The question hinges on the best answer to a previous question, when are two proofs the same? I believe that the only satisfactory answer to this earlier question is by considering the construction implicit in the proof. Two proofs are the same when they give the same construction.
To isolate a construction, one must carefully distinguish between a proof of statements of the form "There exists..." and "For all...", and one must also distinguish between a statement and its double negation. For the purposes of practically distinguishing proofs, one does not need to be so pedantic most of the time. For example, the "topological proof" of the infinity of primes is essentially the same as Euclid's proof, because given a collection of primes, when unpacked to its construction, it builds the same number.
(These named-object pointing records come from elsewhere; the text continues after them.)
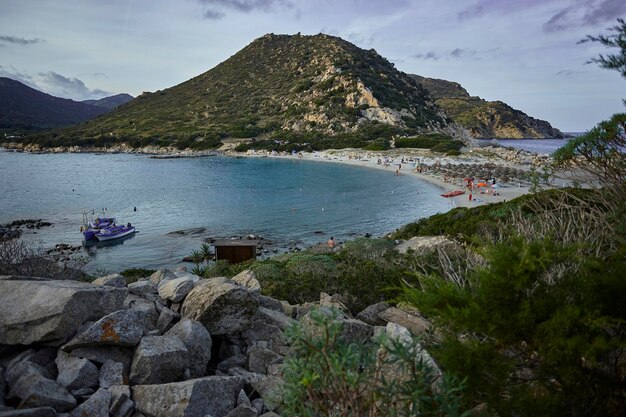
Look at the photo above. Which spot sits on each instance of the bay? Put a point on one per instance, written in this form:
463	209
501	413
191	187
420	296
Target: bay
182	202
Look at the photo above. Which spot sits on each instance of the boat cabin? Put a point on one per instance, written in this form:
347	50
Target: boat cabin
235	251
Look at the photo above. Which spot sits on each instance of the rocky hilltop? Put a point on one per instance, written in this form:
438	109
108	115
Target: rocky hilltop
485	119
168	345
277	86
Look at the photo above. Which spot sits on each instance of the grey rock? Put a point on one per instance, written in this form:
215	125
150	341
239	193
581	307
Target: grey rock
34	390
114	280
158	360
269	388
125	409
242	398
162	275
141	288
261	332
259	405
20	369
121	328
259	359
234	361
30	412
414	323
167	318
222	306
275	318
105	353
271	303
34	311
111	373
370	314
176	290
198	342
214	395
248	279
96	406
75	372
243	411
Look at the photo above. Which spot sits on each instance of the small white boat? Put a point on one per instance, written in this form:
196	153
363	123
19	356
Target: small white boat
115	232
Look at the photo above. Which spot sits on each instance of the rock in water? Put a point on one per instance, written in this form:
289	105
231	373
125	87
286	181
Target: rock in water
159	359
176	289
37	310
214	395
222	306
121	328
198	342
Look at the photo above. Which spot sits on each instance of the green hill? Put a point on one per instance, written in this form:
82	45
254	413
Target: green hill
485	119
319	90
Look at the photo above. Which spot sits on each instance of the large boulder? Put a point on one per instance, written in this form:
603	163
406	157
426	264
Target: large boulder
96	406
161	277
37	310
75	373
215	396
222	306
176	289
159	359
121	328
248	279
198	342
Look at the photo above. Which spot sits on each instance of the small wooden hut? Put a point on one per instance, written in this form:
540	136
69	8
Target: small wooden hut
235	251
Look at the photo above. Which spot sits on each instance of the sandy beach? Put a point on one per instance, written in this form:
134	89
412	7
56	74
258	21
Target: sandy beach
391	161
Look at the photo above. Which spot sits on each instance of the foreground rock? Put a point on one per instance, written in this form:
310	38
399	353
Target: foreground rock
222	306
37	310
215	396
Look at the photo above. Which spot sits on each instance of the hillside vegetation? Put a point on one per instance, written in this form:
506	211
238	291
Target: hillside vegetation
279	87
485	119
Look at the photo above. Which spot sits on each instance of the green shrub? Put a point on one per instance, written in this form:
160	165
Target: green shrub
329	376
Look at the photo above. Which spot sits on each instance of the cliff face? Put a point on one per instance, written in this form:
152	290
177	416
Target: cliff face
482	118
278	84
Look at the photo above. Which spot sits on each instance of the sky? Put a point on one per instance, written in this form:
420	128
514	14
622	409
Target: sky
523	52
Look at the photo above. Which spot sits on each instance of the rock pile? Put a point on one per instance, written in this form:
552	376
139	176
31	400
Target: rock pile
164	346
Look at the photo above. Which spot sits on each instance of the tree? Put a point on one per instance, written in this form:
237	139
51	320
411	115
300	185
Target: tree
617	39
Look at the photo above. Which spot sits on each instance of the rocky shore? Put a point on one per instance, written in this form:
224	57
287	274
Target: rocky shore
167	345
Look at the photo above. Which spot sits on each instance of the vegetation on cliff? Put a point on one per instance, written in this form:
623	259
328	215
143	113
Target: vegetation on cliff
279	87
485	119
One must note here that the problem of deciding when two programs produce the same answers is undecidable, even more so when the programs have access to oracles, which is necessary sometimes. Further complicating matters is the fact that certain programs are only superficially different to the eye, but are essentially the same. Nevertheless, I think this is a useful heuristic, which has a chance of having a precise counterpart.
The construction in Godel's theorem is often obscured by the heavy coding involved. Since today, coding is standardized in computer science, I prefer to state the construction explicitly as a computer program, instead of as a coded statement of first-order logic. Two proofs are the same when they construct the same computer program.
There are exactly three types of unpacked proofs of Godel's theorem and related results, as far as I know. To save typing, a program P "runs" iff it does not halt.
TYPE I: self referential pi-0-1 statements (statements about the non-halting of a certain computer program)
GODEL_1: To prove Godel's theorem Godel's way (as clarified by Turing and Kleene), given an axiomatic system S whose deduction system is computable, you construct the program GODEL which does the following:
- It prints its own code into a variable R. (This is possible since you can write quines, and make quining into a subroutine)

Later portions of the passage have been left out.